When a transaction is committed, it is persisted in the database, even if there is any accident, such as a power outage.
SQL Server guarantees persistence by Write-ahead transaction log. Write-ahead transaction log means that changes to the database in a transaction are first written to the transaction log before being written to the database. The transaction log is automatic arranging in order (LSN). When a database crashes or a server breakpoint is started, restarting SQL Server,sql server first checks the log order number to make it persistent by persisting the part of the database that should have been changed instead of to the database.
Summary:
The (ACID) characteristics of a transaction are implemented by a relational database management system (RDBMS, database System).

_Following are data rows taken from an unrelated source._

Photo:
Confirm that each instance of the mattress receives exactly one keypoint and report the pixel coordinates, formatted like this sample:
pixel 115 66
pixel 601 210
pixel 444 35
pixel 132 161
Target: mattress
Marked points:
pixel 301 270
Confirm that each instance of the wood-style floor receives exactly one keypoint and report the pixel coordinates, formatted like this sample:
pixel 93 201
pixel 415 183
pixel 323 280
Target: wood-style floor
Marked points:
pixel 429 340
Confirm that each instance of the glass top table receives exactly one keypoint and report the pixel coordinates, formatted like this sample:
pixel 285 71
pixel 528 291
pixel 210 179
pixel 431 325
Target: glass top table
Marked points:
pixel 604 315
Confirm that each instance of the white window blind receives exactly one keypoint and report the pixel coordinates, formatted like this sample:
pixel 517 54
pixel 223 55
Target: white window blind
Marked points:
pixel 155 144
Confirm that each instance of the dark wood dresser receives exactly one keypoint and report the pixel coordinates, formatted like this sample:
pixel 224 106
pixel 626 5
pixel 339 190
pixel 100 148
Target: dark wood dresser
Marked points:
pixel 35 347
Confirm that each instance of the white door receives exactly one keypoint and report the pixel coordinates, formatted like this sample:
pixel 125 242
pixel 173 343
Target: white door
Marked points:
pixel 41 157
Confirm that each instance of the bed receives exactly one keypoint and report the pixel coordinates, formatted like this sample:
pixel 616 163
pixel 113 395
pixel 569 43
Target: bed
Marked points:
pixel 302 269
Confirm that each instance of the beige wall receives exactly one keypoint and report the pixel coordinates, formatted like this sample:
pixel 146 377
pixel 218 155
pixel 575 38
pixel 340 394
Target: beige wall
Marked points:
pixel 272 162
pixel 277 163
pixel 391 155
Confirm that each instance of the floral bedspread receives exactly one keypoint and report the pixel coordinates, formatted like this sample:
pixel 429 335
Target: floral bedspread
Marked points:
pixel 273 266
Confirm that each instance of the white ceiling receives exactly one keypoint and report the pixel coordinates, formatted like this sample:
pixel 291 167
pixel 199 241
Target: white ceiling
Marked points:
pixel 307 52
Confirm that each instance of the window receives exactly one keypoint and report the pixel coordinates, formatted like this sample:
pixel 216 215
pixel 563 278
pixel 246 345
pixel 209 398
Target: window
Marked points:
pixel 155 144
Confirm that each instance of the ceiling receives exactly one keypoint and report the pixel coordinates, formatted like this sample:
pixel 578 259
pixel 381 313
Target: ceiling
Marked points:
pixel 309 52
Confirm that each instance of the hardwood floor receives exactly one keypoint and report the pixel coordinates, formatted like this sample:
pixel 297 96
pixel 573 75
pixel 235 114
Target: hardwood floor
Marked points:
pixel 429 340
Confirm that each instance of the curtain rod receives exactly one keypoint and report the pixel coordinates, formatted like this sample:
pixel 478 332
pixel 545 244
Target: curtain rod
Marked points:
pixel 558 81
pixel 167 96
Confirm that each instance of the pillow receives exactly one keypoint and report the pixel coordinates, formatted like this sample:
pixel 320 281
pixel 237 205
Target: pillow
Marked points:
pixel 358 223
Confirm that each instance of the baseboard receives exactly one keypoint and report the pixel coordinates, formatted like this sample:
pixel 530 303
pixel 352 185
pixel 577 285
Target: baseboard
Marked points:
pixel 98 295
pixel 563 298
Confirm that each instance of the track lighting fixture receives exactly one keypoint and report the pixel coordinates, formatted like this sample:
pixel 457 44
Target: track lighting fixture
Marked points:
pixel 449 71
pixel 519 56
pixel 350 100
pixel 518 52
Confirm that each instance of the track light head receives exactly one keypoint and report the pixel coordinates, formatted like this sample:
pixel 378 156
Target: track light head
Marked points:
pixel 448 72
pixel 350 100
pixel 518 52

The database management system uses logs to ensure the atomicity, consistency, and durability of transactions. The log records the update that the transaction made to the database, and if a transaction occurs during execution, it can undo the update that the transaction has made to the database based on the log, and return the database to its initial state before the transaction is performed.
The database management system adopts the lock mechanism to realize the separation of the transaction. When more than one transaction updates the same data in the database, only the transaction that holds the lock can update the data, and other transactions must wait until the previous transaction releases the lock, and other transactions have the opportunity to update the data.